Phi Theta Kappa - Honor Society

Three Phi Theta Kappa Chapter Advisors Win 2006 Mosal Awards

Three Phi Theta Kappa chapter advisors have been chosen to receive 2006 Mosal Awards, which carry stipends of $5,000 each for professional development.

Recipients and their projects include Eric Chong, Guam Community College, Guam; Lana Evans, Northwest State Community College, Ohio, and Richard Trombley, Oakland Community College, Orchard Ridge Campus, Michigan.

Chong's Mosal Award project is Finding My Cultural Roots and Promoting Edu-Tourism. Chong will travel to China to gain an awareness of his own cultural heritage and experience language immersion. While there, he will examine the edu-tourism market and the potential to promote English as a Second Language among Chinese students.

Evans received her Mosal Award for a project entitled Applying and Evaluating the Rasch Measurement Methodology for Use in Establishing Placement Test Cut Score Ranges. Evans will apply the Rasch Measurement Method to data on commonly used placement procedures. She will evaluate the usefulness of this measurement tool for establishing placement test cut score ranges that are based on empirical data rather than the quasi-scientific methods currently in use.

Trombley's Mosal Award project is Learn to Speak Spanish. Trombley will travel to Oaxaca, Mexico, for an experience of Spanish language and cultural immersion. He hopes to improve his ability to communicate with the students and educators from Oaxaca and to gain a greater understanding of their culture.

Mosal Awards were presented during Phi Theta Kappa's 88th International Convention in Seattle. The Mosal Awards are named for the Society's late Executive Director Emeritus, Dr. Margaret Mosal.

Advisors with at least three years of service prior to the 2007 International Convention may apply for 2007 Mosal Awards. Applications should be available in the late fall.
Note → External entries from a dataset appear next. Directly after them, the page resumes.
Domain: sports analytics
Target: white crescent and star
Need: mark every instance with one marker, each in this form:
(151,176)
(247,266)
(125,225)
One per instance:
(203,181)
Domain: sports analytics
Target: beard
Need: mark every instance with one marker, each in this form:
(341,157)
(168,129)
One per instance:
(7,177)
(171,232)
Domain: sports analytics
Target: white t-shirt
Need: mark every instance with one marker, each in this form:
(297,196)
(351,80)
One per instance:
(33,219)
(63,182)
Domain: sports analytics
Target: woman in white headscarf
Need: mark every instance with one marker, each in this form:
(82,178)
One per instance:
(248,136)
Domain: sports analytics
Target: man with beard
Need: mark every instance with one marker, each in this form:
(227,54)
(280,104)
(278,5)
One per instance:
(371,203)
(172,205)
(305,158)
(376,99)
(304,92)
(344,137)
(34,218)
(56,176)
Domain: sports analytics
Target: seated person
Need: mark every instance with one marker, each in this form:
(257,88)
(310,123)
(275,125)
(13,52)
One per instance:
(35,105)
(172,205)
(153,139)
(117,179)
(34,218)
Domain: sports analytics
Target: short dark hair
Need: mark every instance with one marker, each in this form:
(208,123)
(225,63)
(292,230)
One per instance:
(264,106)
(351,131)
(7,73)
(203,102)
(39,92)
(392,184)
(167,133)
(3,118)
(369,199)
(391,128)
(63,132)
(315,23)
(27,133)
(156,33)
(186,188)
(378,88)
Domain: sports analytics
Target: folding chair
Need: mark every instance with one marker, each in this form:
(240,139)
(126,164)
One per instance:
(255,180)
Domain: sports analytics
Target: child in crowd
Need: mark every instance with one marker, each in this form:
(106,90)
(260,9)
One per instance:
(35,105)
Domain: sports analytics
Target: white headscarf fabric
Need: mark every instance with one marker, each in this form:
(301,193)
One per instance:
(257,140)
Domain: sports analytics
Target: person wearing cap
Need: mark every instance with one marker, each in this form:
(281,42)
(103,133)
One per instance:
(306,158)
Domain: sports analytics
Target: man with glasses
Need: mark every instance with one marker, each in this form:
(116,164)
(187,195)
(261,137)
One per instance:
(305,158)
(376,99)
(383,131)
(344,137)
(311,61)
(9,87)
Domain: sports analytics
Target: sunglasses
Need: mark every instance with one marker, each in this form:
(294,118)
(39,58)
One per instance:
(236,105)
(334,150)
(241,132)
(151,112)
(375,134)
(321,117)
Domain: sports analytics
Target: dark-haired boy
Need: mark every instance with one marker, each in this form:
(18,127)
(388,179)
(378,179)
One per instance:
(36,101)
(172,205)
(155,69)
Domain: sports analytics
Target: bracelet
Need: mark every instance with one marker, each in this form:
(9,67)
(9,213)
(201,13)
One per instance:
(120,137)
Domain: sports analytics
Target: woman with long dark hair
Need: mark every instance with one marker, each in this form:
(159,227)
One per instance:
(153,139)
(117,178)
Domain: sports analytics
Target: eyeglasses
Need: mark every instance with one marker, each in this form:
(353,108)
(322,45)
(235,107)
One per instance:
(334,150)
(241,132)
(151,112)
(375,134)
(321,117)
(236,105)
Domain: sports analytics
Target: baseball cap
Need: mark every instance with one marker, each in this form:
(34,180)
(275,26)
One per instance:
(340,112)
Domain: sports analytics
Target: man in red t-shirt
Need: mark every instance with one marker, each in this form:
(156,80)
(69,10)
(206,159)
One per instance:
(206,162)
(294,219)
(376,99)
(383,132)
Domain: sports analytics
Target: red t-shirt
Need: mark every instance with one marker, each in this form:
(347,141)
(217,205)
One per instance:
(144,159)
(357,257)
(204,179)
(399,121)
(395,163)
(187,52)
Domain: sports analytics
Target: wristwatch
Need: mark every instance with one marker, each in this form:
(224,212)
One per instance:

Phi Theta Kappa International Honor Society, headquartered in Jackson, is the largest honor society in American higher education with 1,200 chapters on two-year and community college campuses in all 50 of the United States, Canada, Germany, the Republic of Palau, the British Virgin Islands and U.S. territorial possessions. More than two million students have been inducted since its founding in 1918, with approximately 100,000 students inducted annually.